Clinical Researcher—June 2018 (Volume 32, Issue 6)
ON THE JOB
Once a clinical trial has reached the point of patient recruitment, the prime source of data generation and collection becomes the network of investigator sites engaged in the trial. Whether the sites are based at medical clinics, hospitals, or academic medical centers, or are independent trial management sites, together they contribute vital trial data which are otherwise unavailable.
Running an investigator site is an exercise in administration involving registering for clinical trials that are a good match, completing feasibility studies, following the tenets of good clinical practice, overseeing staff training and development tasks, keeping up to date on clinical regulatory requirements and data privacy requirements—all before a single patient has been added to a trial and before a single data point has been created.
Technology can be seen as an additional burden. Often presented as a set of tools and methods to make work more efficient, the experience of dealing with multiple trial sponsors and contract research organizations (CROs) means sites normally have to operate with a baffling array of systems, many of which don’t provide tight integration with in-house systems. With incompatible systems and multiple processes remaining manual, double capture, delays, and inconsistencies become commonplace.
Any processes with handoffs and manual interfaces are generally points where data tracking and information access are poorest. This creates challenges further down the line for insight gathering and analysis.
It Gets Worse
Where teams need to communicate, e-mail seems to be the default. This works because, well, who doesn’t have e-mail? Yet, with all the ease of use and wide distribution, e-mail can be its own burden. With long conversation threads covering multiple topics, it’s hard to see what is being asked and what is being answered.
Even when dealing with a single sponsor (or third-party distribution partner/CRO), multiple systems may be in use. Separate systems have been developed over many years for ordering new supplies, reporting Time Out of Environment and temperature excursions, managing investigational product returns and destruction requests, reporting adverse clinical events, and more—all with inconsistent interfaces, different username/password requirements, and different standard operating procedures. All place a burden on investigator sites—particularly those smaller sites with fewer specialist staff to deal with technical issues.

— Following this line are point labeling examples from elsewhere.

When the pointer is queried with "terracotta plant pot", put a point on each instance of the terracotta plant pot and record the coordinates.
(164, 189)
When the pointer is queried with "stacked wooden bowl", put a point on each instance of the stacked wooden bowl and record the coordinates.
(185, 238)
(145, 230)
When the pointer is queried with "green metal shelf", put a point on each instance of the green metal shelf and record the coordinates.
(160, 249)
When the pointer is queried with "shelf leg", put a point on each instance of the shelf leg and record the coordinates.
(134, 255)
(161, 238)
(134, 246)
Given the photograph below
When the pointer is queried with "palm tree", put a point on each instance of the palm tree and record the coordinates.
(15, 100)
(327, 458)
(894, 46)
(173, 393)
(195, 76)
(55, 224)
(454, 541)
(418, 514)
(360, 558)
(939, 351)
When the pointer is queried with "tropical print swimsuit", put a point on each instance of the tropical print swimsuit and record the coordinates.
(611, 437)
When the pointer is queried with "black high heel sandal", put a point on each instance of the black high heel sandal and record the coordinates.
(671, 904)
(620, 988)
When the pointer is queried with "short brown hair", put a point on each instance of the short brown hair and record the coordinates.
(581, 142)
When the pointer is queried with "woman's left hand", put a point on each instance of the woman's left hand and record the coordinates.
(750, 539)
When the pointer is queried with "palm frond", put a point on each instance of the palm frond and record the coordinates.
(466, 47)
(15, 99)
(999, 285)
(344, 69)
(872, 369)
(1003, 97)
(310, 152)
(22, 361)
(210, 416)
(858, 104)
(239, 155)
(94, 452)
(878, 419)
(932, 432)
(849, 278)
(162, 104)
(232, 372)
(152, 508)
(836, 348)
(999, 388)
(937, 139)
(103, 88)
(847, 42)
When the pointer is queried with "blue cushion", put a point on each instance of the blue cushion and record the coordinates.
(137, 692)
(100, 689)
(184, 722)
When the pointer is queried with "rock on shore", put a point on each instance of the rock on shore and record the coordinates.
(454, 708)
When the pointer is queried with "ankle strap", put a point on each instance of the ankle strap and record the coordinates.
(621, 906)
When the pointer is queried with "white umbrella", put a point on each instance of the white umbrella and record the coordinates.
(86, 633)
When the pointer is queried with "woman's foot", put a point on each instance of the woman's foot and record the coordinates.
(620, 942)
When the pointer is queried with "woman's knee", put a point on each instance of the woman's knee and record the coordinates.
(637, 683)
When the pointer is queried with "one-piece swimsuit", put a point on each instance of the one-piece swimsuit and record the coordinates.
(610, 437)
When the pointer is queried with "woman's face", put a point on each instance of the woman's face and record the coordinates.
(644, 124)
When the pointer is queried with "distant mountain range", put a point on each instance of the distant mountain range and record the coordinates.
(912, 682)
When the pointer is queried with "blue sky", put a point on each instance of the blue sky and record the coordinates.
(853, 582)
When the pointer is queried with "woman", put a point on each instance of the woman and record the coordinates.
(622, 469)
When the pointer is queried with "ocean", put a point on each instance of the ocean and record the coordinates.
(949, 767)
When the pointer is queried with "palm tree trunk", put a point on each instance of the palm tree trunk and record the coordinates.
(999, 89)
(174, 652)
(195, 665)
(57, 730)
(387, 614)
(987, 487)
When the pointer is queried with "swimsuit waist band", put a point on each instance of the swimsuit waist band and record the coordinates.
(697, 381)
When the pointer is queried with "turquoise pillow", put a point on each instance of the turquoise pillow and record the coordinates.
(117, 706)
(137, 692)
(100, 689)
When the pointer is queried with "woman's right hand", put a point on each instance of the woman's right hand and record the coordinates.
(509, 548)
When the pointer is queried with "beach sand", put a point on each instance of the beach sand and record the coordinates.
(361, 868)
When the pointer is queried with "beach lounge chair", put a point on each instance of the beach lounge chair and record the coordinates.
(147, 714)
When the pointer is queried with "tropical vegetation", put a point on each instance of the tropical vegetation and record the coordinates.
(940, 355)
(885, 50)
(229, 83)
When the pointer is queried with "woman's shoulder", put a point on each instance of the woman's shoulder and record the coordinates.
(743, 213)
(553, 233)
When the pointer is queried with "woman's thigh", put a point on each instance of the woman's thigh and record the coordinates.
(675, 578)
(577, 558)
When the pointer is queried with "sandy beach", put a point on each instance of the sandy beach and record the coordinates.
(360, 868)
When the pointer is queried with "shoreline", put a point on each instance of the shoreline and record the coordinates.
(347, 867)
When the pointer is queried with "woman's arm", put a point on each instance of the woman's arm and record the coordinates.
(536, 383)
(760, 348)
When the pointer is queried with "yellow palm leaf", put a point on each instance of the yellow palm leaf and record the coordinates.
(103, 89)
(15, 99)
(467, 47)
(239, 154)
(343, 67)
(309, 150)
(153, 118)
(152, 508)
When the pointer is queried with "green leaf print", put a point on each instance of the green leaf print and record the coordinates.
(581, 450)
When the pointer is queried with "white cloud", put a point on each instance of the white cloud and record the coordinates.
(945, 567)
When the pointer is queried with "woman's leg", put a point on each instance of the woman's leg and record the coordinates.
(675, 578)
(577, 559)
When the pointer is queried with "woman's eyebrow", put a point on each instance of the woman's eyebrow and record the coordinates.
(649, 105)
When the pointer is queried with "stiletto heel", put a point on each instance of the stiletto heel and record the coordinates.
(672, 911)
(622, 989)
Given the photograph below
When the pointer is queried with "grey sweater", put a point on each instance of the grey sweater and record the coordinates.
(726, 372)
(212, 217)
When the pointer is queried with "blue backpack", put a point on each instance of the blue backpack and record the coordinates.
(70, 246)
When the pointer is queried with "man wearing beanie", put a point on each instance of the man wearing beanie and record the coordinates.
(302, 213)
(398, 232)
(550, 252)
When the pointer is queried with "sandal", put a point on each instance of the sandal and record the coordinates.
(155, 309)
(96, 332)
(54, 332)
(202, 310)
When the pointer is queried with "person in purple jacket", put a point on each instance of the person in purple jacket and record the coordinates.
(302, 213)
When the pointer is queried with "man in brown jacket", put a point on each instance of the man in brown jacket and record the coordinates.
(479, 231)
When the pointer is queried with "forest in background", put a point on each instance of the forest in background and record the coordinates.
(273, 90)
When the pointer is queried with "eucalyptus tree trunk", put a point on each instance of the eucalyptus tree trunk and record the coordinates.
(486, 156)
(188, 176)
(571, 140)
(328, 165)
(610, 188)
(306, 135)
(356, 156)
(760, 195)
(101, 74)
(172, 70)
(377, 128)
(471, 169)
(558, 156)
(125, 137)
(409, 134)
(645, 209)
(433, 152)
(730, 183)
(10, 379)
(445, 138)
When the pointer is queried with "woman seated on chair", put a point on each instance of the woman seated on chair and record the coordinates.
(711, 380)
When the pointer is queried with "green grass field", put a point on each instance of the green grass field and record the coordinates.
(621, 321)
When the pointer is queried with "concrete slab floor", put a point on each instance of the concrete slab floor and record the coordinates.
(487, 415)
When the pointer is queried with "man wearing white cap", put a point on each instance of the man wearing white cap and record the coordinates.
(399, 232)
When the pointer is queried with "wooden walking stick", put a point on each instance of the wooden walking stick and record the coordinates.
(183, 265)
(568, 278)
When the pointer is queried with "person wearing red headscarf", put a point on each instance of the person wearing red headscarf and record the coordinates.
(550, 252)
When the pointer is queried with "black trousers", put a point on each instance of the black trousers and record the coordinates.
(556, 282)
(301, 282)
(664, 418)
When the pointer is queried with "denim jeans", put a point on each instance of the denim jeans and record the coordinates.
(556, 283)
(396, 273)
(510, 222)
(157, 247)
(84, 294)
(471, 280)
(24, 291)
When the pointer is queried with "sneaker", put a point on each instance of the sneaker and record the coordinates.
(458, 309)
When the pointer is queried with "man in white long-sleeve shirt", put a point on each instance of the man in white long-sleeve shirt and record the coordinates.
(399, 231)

In the near future, sites will also have data sources that sit with the patient, in the form of apps that request regular input, smart devices such as smartphones, and custom medical wearables—all generating data and likely all incompatible with one another.
What’s the Solution?
With so many sponsors and CROs active at the same time—not to mention the rapidly increasing pace of clinical research—it’s unlikely that any single system will be available to sites for managing all these data anytime soon. That doesn’t mean that sites have to accept the status quo.
Multiple sources are here to stay, and smart software solutions can be created for allowing additional feeds, new partners, and more functionalities to be incorporated with less stress to administration procedures. By designing for open interconnections, more operations can be accomplished in one system. Allowing site systems to connect and automatically reformat and transfer data means manual steps can be removed, operations can speed up, and more flexibility can be offered for the future.
Managing multiple incompatible software systems is a challenge, but there is hope with new software models. Designing software to manage complexity and plan for flexibility is achievable, mainly by abstracting connections from the core of the software. By adopting an architecture that anticipates multiple incompatible data connections, the core software can continue to develop and grow, whilst managing many data sources, including sources not yet known.
Abstraction really is the way to go; and it can be thought of both in a micro and macro sense. In a micro sense, within a single software application, one may use abstraction to separate different elements and allow changes to small parts of the application to be carried out without impacting the whole.
At a macro level, one may abstract tasks to different tools. Myriad reporting and presentation tools are available on the market, such as Tableau and PowerBI (to name two), which connect to many different data sources. Adding a new data source? No problem—make a small adjustment to the dashboard tool and everything ticks on as normal. Removing a data source? Same thing.
Generally, using off-the-shelf tools and applications for common tasks, dashboards, reports, and alerts, for example, is a great idea. It reduces the custom code that needs to be managed and the number of systems that users need to log into each day, just for starters.
For smaller sites where the in-house information technology (IT) provision may be minimal (or non-existent), anything that reduces IT burden is a good thing! Designing operations around an abstract model allows smaller site operators to do a lot of their own configuration and use external specialists for discrete projects. This keeps costs down and yields flexibility as the site manages what the site wants to manage and outsources the burden of more complicated tools.
Most critically, because of abstraction, sites are not at the mercy of a single provider to look after a software behemoth. Abstraction fosters an environment in which small tools and applications targeting simple tasks cooperate with one another to ease the site IT burden.
With better analytics and more of the clinical operations and data management requirements covered by fewer systems, the training burden is reduced and information is free to flow faster and more accurately—keeping both sponsors and CROs happy.